Retornar à fronteira da Ucrânia anterior a 2014 é 'irrealista'

Enquanto a ligação entre Trump e Putin estava acontecendo, o secretário de Defesa dos EUA, Pete Hegseth, fez declarações na sede da OTAN em Bruxelas que sugeriam uma mudança na posição de Washington sobre as ambições territoriais da Ucrânia.

Ele descreveu a restauração das fronteiras da Ucrânia aos níveis anteriores a 2014 — antes da anexação da Crimeia pela Rússia — como uma meta “irrealista”.

Ele também afirmou que os EUA não apoiariam a adesão da Ucrânia à OTAN como parte de um acordo de paz, ecoando uma das principais exigências de Putin.

Os comentários de Hegseth, combinados com a ligação telefônica de Trump, indicam que Washington pode pressionar a Ucrânia para um compromisso que fique aquém de seus objetivos declarados.

Nações europeias, que apoiaram a Ucrânia militar e economicamente, provavelmente vão analisar qualquer acordo emergente entre EUA e Rússia.

ONU acolhe potencial para negociações

As Nações Unidas responderam à notícia dizendo que acolhiam qualquer iniciativa que pudesse levar a negociações de paz.

O porta-voz da ONU, Farhan Haq, afirmou que qualquer processo envolvendo a Rússia e a Ucrânia “seria um desenvolvimento bem-vindo”.

No entanto, ele enfatizou que qualquer negociação deve incluir representantes ucranianos, um ponto que Trump não confirmou explicitamente.

Trump anunciou que sua equipe de negociação incluiria o secretário de Estado Marco Rubio, o diretor da CIA John Ratcliffe, o conselheiro de segurança nacional Michael Waltz e o enviado para o Oriente Médio Steve Witkoff.

Witkoff esteve em Moscou no início desta semana e ajudou a garantir a libertação de Marc Fogel, um professor americano preso na Rússia por mais de três anos.

Ausente da lista de Trump estava o general aposentado Keith Kellogg, que ele havia nomeado anteriormente como seu enviado para a Rússia e a Ucrânia.

Relações EUA-Rússia em meio à guerra na Ucrânia

Para Putin, a ligação marcou uma vitória simbólica, sinalizando o fim dos esforços ocidentais para isolá-lo diplomaticamente após a invasão da Ucrânia pela Rússia em 2022.

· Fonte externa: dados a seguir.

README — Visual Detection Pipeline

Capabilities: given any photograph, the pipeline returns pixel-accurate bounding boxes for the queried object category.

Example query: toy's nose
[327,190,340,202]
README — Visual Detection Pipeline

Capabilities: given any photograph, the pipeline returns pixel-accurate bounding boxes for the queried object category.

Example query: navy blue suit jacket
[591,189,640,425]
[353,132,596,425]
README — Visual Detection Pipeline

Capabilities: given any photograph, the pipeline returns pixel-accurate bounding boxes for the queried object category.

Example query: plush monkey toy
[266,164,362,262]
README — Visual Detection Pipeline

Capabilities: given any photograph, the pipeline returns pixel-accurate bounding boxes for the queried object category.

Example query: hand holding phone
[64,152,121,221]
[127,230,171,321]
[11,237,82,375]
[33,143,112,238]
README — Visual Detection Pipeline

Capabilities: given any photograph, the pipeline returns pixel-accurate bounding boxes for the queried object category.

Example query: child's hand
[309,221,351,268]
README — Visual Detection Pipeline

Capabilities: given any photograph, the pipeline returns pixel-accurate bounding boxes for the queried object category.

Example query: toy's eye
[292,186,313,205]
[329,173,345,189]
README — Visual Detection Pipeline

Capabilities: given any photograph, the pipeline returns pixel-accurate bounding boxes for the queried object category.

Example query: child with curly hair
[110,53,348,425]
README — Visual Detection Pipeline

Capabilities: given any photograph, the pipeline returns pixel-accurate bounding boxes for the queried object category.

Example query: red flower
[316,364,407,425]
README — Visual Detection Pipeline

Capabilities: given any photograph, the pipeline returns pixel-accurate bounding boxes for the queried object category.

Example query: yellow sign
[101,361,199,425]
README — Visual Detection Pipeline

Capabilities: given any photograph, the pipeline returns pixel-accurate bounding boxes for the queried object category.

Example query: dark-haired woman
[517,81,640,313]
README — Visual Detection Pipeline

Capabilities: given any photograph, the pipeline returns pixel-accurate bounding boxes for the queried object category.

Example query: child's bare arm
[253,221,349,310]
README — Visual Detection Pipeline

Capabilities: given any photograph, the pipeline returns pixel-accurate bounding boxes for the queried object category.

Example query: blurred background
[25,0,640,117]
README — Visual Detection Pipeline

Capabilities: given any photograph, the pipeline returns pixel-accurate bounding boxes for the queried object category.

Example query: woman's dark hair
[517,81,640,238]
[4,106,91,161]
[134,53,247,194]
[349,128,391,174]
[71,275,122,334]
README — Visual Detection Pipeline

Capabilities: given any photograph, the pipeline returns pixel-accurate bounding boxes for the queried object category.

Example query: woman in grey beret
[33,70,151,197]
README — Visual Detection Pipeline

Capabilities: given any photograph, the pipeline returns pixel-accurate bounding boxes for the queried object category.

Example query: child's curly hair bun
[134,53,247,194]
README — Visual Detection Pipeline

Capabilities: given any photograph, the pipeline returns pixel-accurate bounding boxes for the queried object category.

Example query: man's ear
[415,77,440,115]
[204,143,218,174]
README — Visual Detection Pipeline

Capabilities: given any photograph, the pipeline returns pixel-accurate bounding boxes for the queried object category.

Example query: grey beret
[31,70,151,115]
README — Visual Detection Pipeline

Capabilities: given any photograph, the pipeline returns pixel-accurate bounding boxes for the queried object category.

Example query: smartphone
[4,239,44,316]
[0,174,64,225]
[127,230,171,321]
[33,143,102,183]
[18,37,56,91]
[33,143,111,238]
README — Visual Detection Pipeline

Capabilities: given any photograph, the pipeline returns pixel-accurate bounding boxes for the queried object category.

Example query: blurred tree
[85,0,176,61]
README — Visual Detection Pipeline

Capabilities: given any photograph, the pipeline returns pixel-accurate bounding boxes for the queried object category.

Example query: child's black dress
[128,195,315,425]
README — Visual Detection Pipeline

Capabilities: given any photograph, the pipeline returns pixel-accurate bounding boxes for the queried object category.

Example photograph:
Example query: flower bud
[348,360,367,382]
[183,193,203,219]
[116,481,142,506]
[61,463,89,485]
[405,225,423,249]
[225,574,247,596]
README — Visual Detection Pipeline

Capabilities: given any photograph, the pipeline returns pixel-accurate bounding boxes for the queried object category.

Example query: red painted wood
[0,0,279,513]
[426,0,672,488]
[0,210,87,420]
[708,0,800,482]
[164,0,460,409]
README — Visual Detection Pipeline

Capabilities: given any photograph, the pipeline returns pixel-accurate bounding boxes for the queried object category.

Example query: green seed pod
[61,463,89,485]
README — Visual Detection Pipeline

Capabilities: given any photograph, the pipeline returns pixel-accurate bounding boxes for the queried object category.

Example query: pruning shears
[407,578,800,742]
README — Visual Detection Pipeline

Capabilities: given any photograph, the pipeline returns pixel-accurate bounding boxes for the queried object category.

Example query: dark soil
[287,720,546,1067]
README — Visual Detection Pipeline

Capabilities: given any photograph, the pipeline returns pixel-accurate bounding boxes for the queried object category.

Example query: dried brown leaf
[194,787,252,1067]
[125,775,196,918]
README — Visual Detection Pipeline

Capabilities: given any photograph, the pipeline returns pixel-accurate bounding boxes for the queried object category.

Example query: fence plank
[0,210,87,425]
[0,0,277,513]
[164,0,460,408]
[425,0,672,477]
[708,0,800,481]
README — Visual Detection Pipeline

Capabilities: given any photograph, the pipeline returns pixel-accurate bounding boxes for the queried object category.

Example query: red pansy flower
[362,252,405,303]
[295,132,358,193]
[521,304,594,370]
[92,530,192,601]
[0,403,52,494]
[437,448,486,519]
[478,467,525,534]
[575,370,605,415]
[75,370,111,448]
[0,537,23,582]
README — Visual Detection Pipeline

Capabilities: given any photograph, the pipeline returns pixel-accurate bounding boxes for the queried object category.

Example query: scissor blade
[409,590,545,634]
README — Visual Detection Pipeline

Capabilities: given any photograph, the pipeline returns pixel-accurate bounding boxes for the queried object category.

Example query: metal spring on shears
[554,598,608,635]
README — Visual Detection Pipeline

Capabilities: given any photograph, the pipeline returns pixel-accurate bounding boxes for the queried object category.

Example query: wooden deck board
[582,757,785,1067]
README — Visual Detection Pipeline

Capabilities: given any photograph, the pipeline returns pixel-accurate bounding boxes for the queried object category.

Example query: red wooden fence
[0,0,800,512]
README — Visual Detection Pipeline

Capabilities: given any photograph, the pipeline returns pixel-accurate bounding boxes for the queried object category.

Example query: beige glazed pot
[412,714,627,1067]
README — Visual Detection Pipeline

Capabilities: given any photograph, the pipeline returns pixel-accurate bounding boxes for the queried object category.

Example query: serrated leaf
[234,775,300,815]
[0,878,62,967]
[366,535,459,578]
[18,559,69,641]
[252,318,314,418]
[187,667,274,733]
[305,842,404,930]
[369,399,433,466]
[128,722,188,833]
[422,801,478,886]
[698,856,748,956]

Desde a reeleição de Trump, o Kremlin tem expressado otimismo sobre uma possível mudança na política dos EUA, com Putin frequentemente elogiando Trump em declarações públicas.

Trump, embora tenha criticado Putin algumas vezes no passado, frequentemente falou admirado do líder russo.

Após a invasão da Ucrânia em 2022, Trump descreveu Putin como um "gênio", embora tenha adotado um tom diferente após sua segunda posse, dizendo que o esforço de guerra de Putin havia sido mal administrado.

"Ele não pode estar feliz, ele não está se saindo tão bem", disse Trump aos repórteres no Salão Oval em seu primeiro dia no cargo.

“A Rússia é maior, eles têm mais soldados para perder, mas essa não é uma maneira de administrar um país.”

Enquanto Trump se prepara para lidar com a complexa dinâmica das relações EUA-Rússia, sua abordagem em relação à Ucrânia provavelmente enfrentará resistência tanto de aliados dos EUA quanto de membros do Congresso.

Enquanto seu governo avança em direção às negociações, a extensão em que a Ucrânia estará envolvida — e quais concessões ela pode ser solicitada a fazer — permanece incerta.